When you want to transpose a note an augmented unison. For instance, changing a B to a B#: is there an easier way to do it than to go through the Notes menu (Notes/Transpose/By Interval/Augmented Second), or adding an accidental with the Accidentals pallette? Of course it is easy if the note is, an A or a G, you can just use the arrow keys. But for notes like B and E are hard to sharp (sharpen?), and notes like C and F are hard to flat (flatten?). Then there is the double sharp/double flat issue. Ideally, I'm looking for a keyboard command.

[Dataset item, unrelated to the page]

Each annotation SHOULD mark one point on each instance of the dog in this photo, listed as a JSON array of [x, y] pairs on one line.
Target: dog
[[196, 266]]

Screen Shot 2018-01-20 at 10.21.33 AM.png

Related question: In the "Notes" menu, one of the links is called "Respell Pitches." I can't figure out what it does (a search of the handbook brings nothing up).

Screen Shot 2018-01-20 at 10.06.59 AM.png


FYI, the algorithm for the "Up" and "Down" keys is key-aware: it adds a sharp or flat unless the resulting pitch is enharmonically diatonic, in which case it switches to the diatonic spelling. So for instance, while "B Up" gives you a C if the key signature is C major, it gives you a B# is the key signature is D major.

But sure, that means B# needs to be entered differently in keys that have a C. The accidental on the toolbar would be the usual way to do this. If you do this enough to want a keyboard command, you can go to Edit / Preferences / Shortcuts to define "Note input: sharp" et al.

The "Respell pitches" command is kind of an oddball. It seems to use some sort of context-sensitive algorithm to optimize spelling of pitches from a horizontal perspective. For instance, it is sees E-Eb-E, it will respell to E-D#-E, all else being equal. But I wouldn't say it is especially smart about this, so I take its suggestions with a grain of salt.

In reply to by Marc Sabatella

Thanks, Marc. I feel kind of stupid—I have been using MuseScore for how long? I do almost everything by keyboard command and the result is that I guess I have just stopped seeing the tools at the top. I had completely missed the fact that there were accidentals up there!

I didn't know what the name for adding an accidental was, so your hint about "Note input: sharp," etc., is extremely helpful. I didn't know what the command was called so I wasn't finding it.

I've been transcribing a bunch of flute excercises and there are a LOT of accidentals, so this is really helpful.

The easiest way to make a B or E into a sharp, if C and F respectively do not have sharps in the key signature, is to apply a sharp. I have shortcuts defined for flats and sharps for this case. I also have double sharp and flat as well as natural assigned to shortcuts. These prevent me from needing to grab my mouse for this, but there are also the toolbars at the top of the screen and palettes that let you do this. By the way, if I hover my mouse over the toolbar it reminds me of the shortcut I assigned. This is a useful reminder until you get used to the shortcut. All of these methods are easier than using the menu.